With GOP backing, Kurtz named county board chair
URBANA -- Joining with 10 Republicans, Champaign Democrat Alan Kurtz was elected chairman of the Champaign County Board Monday night.
Kurtz, a four-year board member, upset the Democratic caucus nominee for board chair, Michael Richards, also a Champaign Democrat.
It was the second time in the last decade that a Democratic board member worked with Republicans to become elected chair over the majority of the party's members. Eight years ago Urbana Democrat Barbara Wysocki was elected chair with the help of GOP board members.
This time all 10 board Republicans sided with Kurtz, as did Ralph Langenheim of Urbana and Astrid Berkson of Champaign.
Jon Schroeder, a Sadorus Republican, was elected the board's vice chair.
Richards predicted that Kurtz's selection as board chair would lead to division on the board, especially among the new board's 12 Democrats.
"We had a 12-to-10 margin and it was at a point where one selfish person could go make a deal with the Republicans and that's what happened," said Richards. "Al Kurtz has been a strong Democrat. I'm sorry to see him switch sides and become the Republicans' county board chairman."
He said "we've got a lot of angry people here tonight and I think that's going to continue."
"There are a lot of people in this room who feel betrayed by Al Kurtz and when the voters find out, we're going to have a lot of Democratic voters, especially in District 7, who are going to feel betrayed by Al Kurtz."
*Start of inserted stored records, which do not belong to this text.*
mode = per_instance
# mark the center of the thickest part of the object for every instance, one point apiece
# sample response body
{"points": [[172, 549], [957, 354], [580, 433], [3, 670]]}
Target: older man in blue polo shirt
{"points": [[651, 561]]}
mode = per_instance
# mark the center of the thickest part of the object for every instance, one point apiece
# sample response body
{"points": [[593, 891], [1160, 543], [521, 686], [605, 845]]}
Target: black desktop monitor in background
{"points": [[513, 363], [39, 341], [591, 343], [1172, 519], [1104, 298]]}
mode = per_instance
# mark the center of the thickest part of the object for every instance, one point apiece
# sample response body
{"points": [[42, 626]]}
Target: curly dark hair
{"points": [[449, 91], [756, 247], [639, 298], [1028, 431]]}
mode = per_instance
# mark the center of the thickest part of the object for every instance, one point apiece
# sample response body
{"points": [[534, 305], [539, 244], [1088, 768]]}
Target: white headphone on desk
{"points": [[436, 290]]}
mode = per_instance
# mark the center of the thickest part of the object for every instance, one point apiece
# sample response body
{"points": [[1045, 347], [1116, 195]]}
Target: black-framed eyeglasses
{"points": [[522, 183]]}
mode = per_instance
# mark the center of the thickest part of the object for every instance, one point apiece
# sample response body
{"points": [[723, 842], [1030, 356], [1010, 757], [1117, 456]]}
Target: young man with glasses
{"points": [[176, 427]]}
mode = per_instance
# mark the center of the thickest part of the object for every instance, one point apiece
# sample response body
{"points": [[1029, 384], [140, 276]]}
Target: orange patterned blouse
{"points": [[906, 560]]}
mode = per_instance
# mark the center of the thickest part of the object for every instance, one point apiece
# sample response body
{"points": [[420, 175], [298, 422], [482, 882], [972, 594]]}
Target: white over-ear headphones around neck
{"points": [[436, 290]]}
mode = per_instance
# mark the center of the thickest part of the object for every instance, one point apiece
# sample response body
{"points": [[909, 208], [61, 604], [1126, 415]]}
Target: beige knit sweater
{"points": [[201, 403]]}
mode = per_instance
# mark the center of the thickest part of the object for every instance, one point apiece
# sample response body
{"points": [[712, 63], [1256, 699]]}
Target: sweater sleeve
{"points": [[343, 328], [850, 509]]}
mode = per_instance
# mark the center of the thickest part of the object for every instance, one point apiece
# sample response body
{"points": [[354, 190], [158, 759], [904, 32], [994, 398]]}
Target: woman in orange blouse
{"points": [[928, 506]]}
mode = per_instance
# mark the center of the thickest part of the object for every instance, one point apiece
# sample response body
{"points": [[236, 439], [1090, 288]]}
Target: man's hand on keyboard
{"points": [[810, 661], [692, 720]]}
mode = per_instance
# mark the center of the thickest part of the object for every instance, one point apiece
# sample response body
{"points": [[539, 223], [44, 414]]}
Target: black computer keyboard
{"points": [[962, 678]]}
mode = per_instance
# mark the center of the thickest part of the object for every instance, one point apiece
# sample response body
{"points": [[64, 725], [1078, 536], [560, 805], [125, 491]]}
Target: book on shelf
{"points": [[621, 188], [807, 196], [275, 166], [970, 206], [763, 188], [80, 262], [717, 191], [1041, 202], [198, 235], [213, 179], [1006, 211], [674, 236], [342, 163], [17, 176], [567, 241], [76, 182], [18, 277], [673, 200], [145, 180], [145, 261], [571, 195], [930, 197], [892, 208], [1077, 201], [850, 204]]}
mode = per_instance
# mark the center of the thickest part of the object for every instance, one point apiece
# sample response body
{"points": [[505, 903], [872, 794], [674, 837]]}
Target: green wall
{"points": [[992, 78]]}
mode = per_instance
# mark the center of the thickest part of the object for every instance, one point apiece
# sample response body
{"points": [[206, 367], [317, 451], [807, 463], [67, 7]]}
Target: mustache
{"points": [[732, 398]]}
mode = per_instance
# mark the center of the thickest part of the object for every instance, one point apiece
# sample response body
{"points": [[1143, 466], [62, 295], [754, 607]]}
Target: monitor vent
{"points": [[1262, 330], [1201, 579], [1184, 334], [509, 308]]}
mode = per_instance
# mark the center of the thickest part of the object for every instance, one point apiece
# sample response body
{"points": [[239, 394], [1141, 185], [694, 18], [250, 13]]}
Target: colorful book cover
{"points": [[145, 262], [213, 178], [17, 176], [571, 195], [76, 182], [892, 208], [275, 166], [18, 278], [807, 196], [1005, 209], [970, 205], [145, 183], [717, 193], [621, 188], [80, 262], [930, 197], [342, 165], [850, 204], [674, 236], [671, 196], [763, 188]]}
James Quisenberry, an Urbana Democrat, acknowledged that "there have been splits in our party before and they haven't necessarily gone well. We'll have to see how this works out."
Rather than a split in the party, Quisenberry said Kurtz's actions amounted to "a person going out and leaving the party to do this."
Kurtz, 72, said he challenged Richards because "Mister Richards was not qualified or earned this position."
"He's been on the board for six years and has not accomplished what I think I have accomplished," he said. "It was not against the party at all. I am a Democrat, first, last and always. I will absolutely follow the principles of the Democratic Party."
He said he didn't think Richards had a mandate from the Democratic caucus when it chose him last month. He noted that Richards got only seven Democratic votes on the first ballot Monday night.
"Obviously they still felt that he was not ready for this position," Kurtz said.
Kurtz said "there's been a split in our Democratic Party for a long time. We lost every single race in the countywide elections, very simply. All I can see is that within this caucus I will work to repair any of the problems that have occurred, and will put together a very strong caucus."
He denied that a deal was made to make Republican Schroeder the vice chair of the board in exchange for GOP votes.
"I didn't do anything. They came to me," he said. "I got phone calls from them. They were not happy with the choice of our caucus."
Kurtz said that up to that point "I wasn't sure what I was going to do.
"Their explanation was very simple: they wanted the best for the county."
John Jay, the Republican caucus chair, admitted that there "absolutely" were Republicans who urged Kurtz to challenge Richards.